Automotive Thermal Systems Market Size, Share, Growth Analysis, By Components(Compressor, HVAC, Powertrain cooling, Fluid Transport), By Vehicle Type(Passenger vehicles, Commercial vehicles), By Propulsion Type(IC engine vehicles, Electric vehicles, Hybrid vehicles), By Application(Front & rear A/C, Engine, Transmission, Seat), By Region - Industry Forecast 2024-2031

Automotive Thermal Systems Market Driver

• Surge in demand for electric vehicles

Leading market participants are now required to offer electric vehicles all over the world due to increasing demand for low-emission transportation and governments’ encouraging long-range, zero-emission vehicles through subsidies and tax breaks. The market is seeing an increase in demand for electric vehicles as a result. It was projected that with an increase in demand for electric vehicles, battery prices would decline. Battery electric vehicle sales are increasing as a result of this. An electric motor, a battery, and power electronics cooling are needed for battery electric cars. Automotive thermal management systems are in increasingly high demand as the number of electric and hybrid vehicles on the road rises. Such automotive thermal management systems address the challenges that the automotive industry faces. They help to lower the amount of pollution that cars with internal combustion engines emit. Additionally, in hybrid and electric vehicles, automotive temperature management systems maximise battery range and durability. They also safeguard the passengers' health and safety. Therefore, the increased demand for electric vehicles is fuelling the growth of the global automotive thermal systems market.

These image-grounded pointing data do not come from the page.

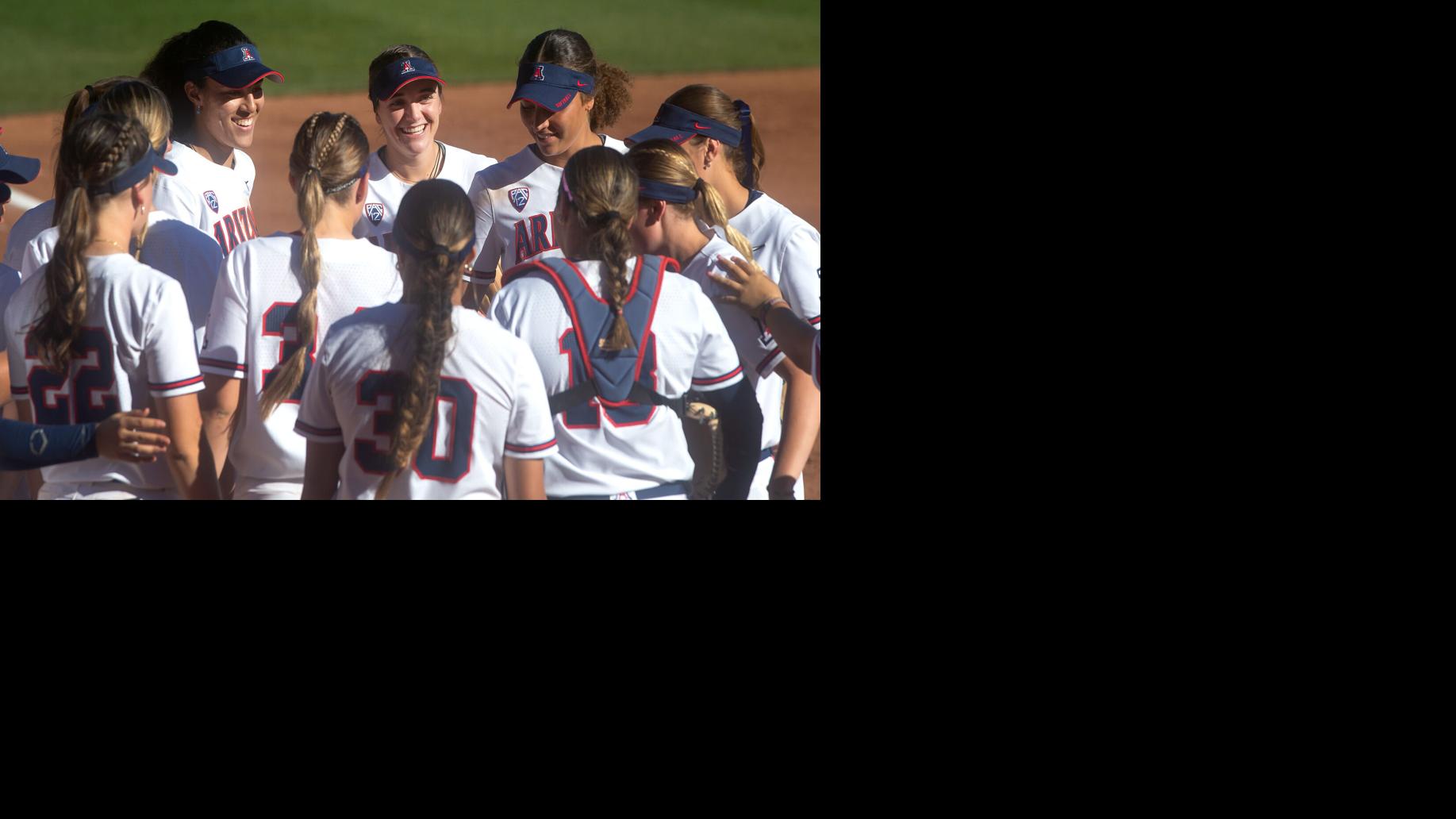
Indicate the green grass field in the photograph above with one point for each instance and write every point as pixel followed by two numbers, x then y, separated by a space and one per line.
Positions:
pixel 326 45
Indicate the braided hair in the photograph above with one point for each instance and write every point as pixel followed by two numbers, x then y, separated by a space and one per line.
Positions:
pixel 713 102
pixel 434 235
pixel 328 156
pixel 92 152
pixel 600 188
pixel 663 160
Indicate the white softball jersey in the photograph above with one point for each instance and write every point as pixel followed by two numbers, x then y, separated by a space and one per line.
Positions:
pixel 386 190
pixel 26 228
pixel 617 455
pixel 9 283
pixel 136 348
pixel 211 197
pixel 513 205
pixel 756 347
pixel 174 247
pixel 251 329
pixel 788 251
pixel 493 404
pixel 816 359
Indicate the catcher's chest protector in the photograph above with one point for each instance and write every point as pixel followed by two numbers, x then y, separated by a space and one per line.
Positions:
pixel 613 376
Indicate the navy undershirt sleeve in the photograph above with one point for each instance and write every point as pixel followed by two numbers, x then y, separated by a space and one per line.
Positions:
pixel 31 446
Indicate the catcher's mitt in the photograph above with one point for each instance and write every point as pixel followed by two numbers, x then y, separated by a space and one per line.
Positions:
pixel 705 444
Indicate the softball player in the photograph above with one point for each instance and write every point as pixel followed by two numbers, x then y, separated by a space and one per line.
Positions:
pixel 408 98
pixel 756 294
pixel 720 134
pixel 424 398
pixel 167 244
pixel 619 341
pixel 213 79
pixel 121 437
pixel 567 95
pixel 275 301
pixel 95 331
pixel 43 216
pixel 17 171
pixel 676 217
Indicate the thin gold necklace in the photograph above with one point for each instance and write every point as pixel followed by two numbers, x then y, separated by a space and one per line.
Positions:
pixel 440 163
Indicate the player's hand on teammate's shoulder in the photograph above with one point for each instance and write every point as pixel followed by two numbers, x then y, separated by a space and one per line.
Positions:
pixel 746 284
pixel 132 436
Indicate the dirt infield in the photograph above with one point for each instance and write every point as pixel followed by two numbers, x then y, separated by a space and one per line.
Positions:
pixel 785 104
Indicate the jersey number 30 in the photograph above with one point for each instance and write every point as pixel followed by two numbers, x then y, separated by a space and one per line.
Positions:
pixel 83 406
pixel 279 317
pixel 432 463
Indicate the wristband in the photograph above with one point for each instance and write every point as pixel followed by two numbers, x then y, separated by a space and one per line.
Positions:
pixel 762 311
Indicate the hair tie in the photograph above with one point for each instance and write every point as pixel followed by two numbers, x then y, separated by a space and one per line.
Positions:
pixel 746 120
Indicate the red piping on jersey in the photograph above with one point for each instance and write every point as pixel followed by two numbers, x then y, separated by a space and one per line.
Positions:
pixel 720 379
pixel 176 383
pixel 223 364
pixel 765 363
pixel 310 429
pixel 651 312
pixel 571 308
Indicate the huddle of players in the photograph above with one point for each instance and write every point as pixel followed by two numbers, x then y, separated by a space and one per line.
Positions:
pixel 573 391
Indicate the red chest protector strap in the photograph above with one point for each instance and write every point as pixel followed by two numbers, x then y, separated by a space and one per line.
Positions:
pixel 610 376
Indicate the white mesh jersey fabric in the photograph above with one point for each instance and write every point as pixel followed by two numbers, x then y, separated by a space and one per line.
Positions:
pixel 171 245
pixel 788 251
pixel 493 404
pixel 251 322
pixel 386 190
pixel 137 347
pixel 605 458
pixel 513 205
pixel 211 197
pixel 753 341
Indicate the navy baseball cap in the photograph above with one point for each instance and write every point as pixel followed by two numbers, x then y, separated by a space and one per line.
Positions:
pixel 149 162
pixel 401 73
pixel 680 125
pixel 551 87
pixel 235 67
pixel 17 169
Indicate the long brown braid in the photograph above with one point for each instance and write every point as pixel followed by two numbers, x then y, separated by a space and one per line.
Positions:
pixel 94 151
pixel 75 108
pixel 663 160
pixel 713 102
pixel 328 155
pixel 434 235
pixel 601 188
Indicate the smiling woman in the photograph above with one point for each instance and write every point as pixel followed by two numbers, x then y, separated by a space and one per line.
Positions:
pixel 408 98
pixel 213 80
pixel 567 95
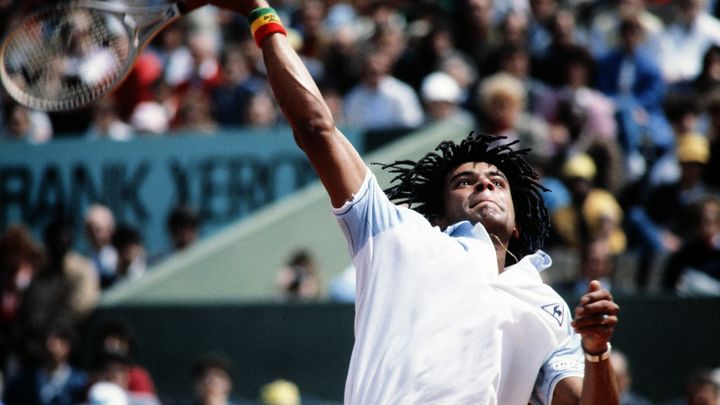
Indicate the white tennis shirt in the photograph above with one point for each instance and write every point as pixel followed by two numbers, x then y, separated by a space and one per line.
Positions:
pixel 434 321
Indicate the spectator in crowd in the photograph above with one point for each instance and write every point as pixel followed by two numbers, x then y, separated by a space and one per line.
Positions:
pixel 315 40
pixel 583 119
pixel 606 32
pixel 52 379
pixel 515 60
pixel 232 96
pixel 380 101
pixel 441 96
pixel 512 32
pixel 115 343
pixel 501 105
pixel 132 257
pixel 539 37
pixel 475 32
pixel 425 53
pixel 632 77
pixel 549 65
pixel 280 392
pixel 684 113
pixel 21 258
pixel 597 262
pixel 109 382
pixel 196 113
pixel 99 228
pixel 153 116
pixel 685 40
pixel 593 214
pixel 65 290
pixel 695 268
pixel 660 222
pixel 212 381
pixel 299 280
pixel 708 80
pixel 171 48
pixel 459 67
pixel 24 124
pixel 623 374
pixel 138 86
pixel 205 74
pixel 712 172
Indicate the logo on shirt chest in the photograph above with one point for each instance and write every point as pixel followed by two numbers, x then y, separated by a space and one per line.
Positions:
pixel 556 311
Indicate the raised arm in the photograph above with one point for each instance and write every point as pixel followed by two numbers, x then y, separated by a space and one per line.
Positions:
pixel 337 163
pixel 595 320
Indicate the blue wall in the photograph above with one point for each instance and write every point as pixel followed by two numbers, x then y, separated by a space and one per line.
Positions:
pixel 225 177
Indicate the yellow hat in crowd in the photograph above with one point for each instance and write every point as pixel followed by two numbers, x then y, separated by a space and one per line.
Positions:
pixel 280 392
pixel 580 165
pixel 693 148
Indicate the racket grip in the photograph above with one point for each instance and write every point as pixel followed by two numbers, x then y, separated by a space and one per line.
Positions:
pixel 190 5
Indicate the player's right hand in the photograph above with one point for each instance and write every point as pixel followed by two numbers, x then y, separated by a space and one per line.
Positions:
pixel 243 7
pixel 596 318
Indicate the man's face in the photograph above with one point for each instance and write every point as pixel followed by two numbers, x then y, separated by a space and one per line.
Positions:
pixel 479 192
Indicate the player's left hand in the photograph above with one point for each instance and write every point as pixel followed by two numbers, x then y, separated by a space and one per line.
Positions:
pixel 595 318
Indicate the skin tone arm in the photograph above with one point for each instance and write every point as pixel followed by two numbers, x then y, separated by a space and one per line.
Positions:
pixel 599 385
pixel 337 163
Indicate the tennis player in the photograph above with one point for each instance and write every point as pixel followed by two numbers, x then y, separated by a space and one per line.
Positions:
pixel 450 306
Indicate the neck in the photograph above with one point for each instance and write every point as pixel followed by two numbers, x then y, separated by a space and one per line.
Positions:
pixel 501 252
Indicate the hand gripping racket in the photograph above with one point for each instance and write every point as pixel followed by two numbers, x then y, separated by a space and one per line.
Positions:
pixel 66 56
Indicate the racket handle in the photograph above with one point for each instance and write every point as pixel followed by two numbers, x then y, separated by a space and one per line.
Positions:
pixel 190 5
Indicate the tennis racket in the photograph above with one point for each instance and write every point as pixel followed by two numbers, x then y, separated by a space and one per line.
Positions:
pixel 69 55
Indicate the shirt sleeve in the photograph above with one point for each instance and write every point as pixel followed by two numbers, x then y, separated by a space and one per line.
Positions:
pixel 368 213
pixel 566 361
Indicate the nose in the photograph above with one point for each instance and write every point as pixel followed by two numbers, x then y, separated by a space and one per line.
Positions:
pixel 484 184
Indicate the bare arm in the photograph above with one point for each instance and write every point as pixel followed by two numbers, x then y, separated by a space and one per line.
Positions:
pixel 337 163
pixel 595 319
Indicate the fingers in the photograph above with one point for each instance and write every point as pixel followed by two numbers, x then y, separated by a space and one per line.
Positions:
pixel 596 317
pixel 595 323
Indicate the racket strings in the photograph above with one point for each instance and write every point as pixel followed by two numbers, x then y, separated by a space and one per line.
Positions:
pixel 65 58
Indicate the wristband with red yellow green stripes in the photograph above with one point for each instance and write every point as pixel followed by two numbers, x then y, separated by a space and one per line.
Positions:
pixel 263 22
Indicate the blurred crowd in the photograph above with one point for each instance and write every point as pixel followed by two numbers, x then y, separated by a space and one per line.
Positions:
pixel 619 101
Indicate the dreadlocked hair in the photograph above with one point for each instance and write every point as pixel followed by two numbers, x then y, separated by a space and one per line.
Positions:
pixel 420 185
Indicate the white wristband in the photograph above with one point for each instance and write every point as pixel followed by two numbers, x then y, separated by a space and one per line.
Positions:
pixel 596 358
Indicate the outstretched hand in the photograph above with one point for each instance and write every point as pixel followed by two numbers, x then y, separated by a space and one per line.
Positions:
pixel 243 7
pixel 595 318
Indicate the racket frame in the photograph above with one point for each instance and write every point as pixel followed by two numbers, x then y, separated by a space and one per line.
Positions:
pixel 141 24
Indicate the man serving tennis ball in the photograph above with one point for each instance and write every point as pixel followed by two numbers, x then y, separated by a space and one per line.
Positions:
pixel 440 319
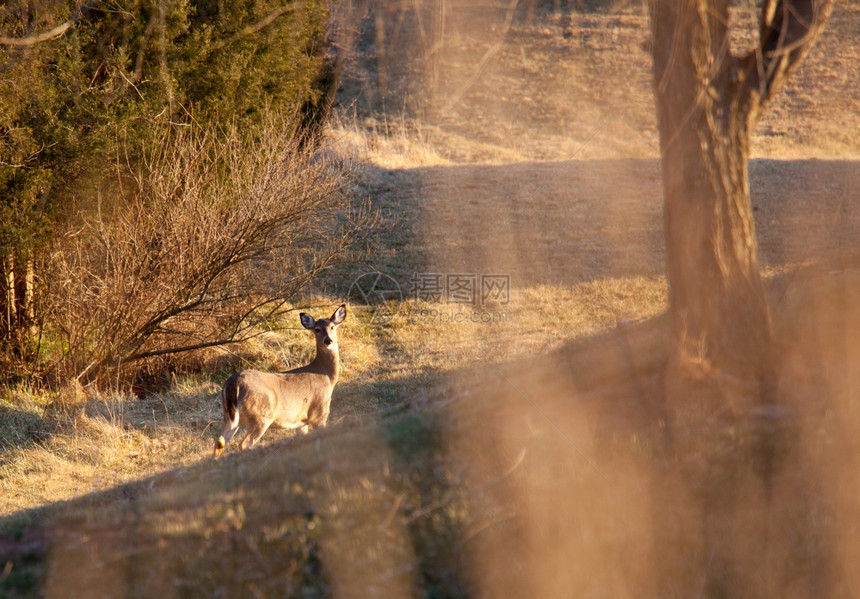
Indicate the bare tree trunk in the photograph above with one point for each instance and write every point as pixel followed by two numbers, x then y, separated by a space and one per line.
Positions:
pixel 10 312
pixel 721 376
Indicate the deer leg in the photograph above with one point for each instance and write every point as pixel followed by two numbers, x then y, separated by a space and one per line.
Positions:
pixel 227 433
pixel 320 419
pixel 255 433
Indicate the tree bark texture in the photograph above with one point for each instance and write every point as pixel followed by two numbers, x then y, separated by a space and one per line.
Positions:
pixel 715 531
pixel 708 102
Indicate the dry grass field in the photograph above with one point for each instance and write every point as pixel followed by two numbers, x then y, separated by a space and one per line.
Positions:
pixel 505 448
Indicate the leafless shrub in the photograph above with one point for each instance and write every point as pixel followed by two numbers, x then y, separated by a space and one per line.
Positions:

• Demand for CO2 reduction and fuel-efficient thermal systems will increase as emission laws become more strict.

Controlling GHG emissions from vehicles has become a significant concern as the number of vehicles on the road worldwide has increased. Regulatory organisations like the European Commission (EC) and the United States Environmental Protection Agency (US EPA) have imposed fuel economy standards and controlled fuel sulphur content limits to combat the exponential effect of emissions. By recycling waste heat and carefully controlling the vehicle's heating and cooling systems, advancements in thermal system technology can maximise CO2 reduction and boost vehicle efficiency. Engine thermal mass reduction, predictive powertrain control, integrated liquid-cooled exhaust/EGR, transmission rapid warm-up, dynamic engine thermal control, and thermoelectric capture and generation are some of the thermal system technologies that are currently used in luxury vehicles to meet the reduced CO2 emission targets (TEG). Furthermore, Rankine cycle and thermal electric exhaust heat recovery systems are emerging thermal system technologies.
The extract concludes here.